A bit of a cliche, perhaps, near Ho Chi Minh City, but the Cu Chi tunnels of the Vietnamese are worth crawling through. You can shoot a kalashnikov or an AK47 (for a small fee) if that’s your thing.

Ha Long Bay. CREDIT: Internet

6. Find the right angle at Ha Long Bay

Increasingly popular, especially with the Chinese thanks to its proximity to the border, Halong Bay remains a staggering sight: shimmering turquoise waters punctuated by mossy rocks rising steeply out of nowhere.

7. Eat, eat and eat some more

In addition, The Telegraph’s experts also picked cuisine is one of the reason why should visitors choose Vietnam. From pho to banh mi, and spring rolls to steamboat, Vietnam’s cuisine is fascinating.

“We watched tofu being made and shaped into pliable white girders, ready to be cooked with tomato sauce. There were stalls heaving with tiny clams; baskets of colourful chillies and limes; delicious and sweet jackfruit (best fried in flour with coconut milk); plumes of banana flower; sacks of lotus seeds to make puddings, and giant live catfish that periodically made a bid for freedom from their giant bowls,” Mark C O’Flaherty wrote for The Telegraph Travel after visiting a market in Hanoi.

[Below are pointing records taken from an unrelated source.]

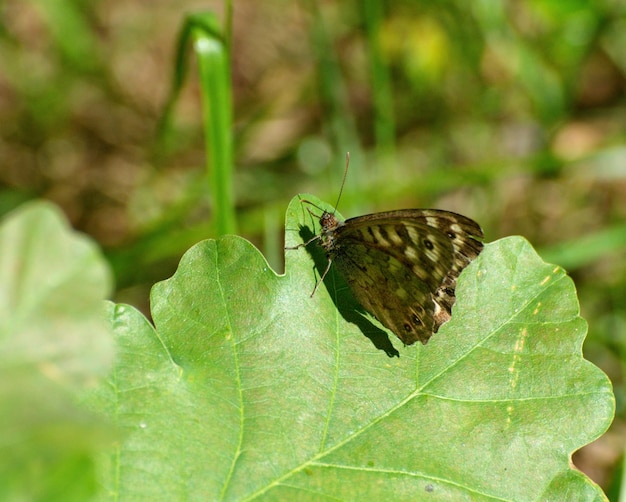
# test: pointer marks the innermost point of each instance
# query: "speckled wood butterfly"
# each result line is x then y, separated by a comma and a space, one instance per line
402, 266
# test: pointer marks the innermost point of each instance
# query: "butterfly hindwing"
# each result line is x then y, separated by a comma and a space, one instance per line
402, 266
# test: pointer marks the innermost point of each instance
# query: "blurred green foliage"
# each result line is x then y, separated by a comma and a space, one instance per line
509, 112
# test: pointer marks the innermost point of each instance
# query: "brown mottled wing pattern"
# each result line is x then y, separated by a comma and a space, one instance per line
402, 266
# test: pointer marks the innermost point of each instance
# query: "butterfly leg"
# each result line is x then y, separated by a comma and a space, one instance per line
321, 278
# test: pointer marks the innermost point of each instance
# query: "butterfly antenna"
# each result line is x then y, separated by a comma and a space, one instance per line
343, 181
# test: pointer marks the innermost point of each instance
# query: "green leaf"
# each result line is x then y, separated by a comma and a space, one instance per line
249, 388
53, 345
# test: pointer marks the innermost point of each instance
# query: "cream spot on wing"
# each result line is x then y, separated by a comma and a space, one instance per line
413, 235
411, 253
379, 238
393, 235
420, 272
432, 254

Park Hyatt Saigon. (Credits: Courtesy Park Hyatt)

8. Stay in a hotel with history

This luxurious, colonial-inspired grande dame sits right at the historic heart of Ho Chi Minh City, with contemporary comforts including a world-class spa. The hotel was a base for the U.S. military during the war and DJ Adrian Cronauer made his daily broadcast from it, made famous in the film Good Morning, Vietnam.

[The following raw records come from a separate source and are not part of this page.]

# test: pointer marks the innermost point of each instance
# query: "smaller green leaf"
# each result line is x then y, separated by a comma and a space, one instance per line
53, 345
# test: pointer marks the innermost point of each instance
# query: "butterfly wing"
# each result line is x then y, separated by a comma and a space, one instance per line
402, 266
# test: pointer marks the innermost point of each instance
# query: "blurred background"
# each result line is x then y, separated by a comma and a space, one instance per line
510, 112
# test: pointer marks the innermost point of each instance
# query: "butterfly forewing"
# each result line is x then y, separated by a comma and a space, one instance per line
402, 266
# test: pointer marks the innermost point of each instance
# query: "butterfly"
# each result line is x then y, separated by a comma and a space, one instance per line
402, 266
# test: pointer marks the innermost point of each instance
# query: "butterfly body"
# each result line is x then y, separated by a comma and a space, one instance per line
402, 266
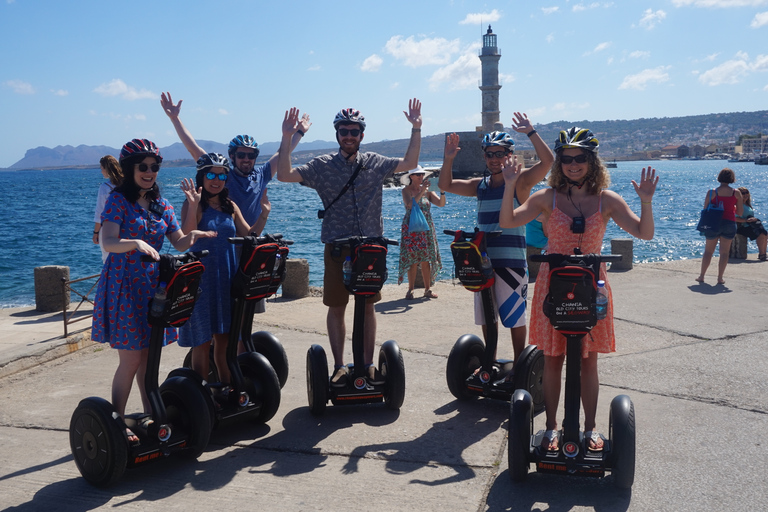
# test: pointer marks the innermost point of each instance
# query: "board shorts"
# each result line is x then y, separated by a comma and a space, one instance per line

9. Look out over Ho Chi Minh City

Ho Chi Minh City offers a contrast to northern Hanoi. The swaggering city of the south is all modern skyscrapers and new building projects. Find a hotel bar high up to admire the lights as the sun sets.

10. Fly direct - on a swish plane

Vietnam Airlines is the only carrier to fly direct from London, into either Hanoi or Ho Chi Minh City, and you’ll do so on a shiny new 787 Dreamliner, one of the most advanced planes.

11. Find luxury in Da Nang

On the east coast half way between north and south, Da Nang has developed a reputation for its sandy beaches and luxury accommodation. La Maison 1888 at the InterContinental in the city was the first restaurant in the country to boast a Michelin-starred chef, in the shape of Michel Roux during his first foray into Asia.

UNESCO world heritage My Son Sanctuary in central Quang Nam province. Photo: VNA

12. Find peace in a templex complex...

My Son, the former capital of the Champa kingdom, lies 25 miles south-west amid a circle of mountains. The Cham ruled parts of what is now central and southern Vietnam from the fourth to the 13th centuries and this site of 70 red-brick temple towers, dedicated to Hindu deities, represents the height of their spiritual and artistic expression. People say “it’s not Angkor Wat”. No, it isn’t, but it has its own atmosphere of ruined majesty.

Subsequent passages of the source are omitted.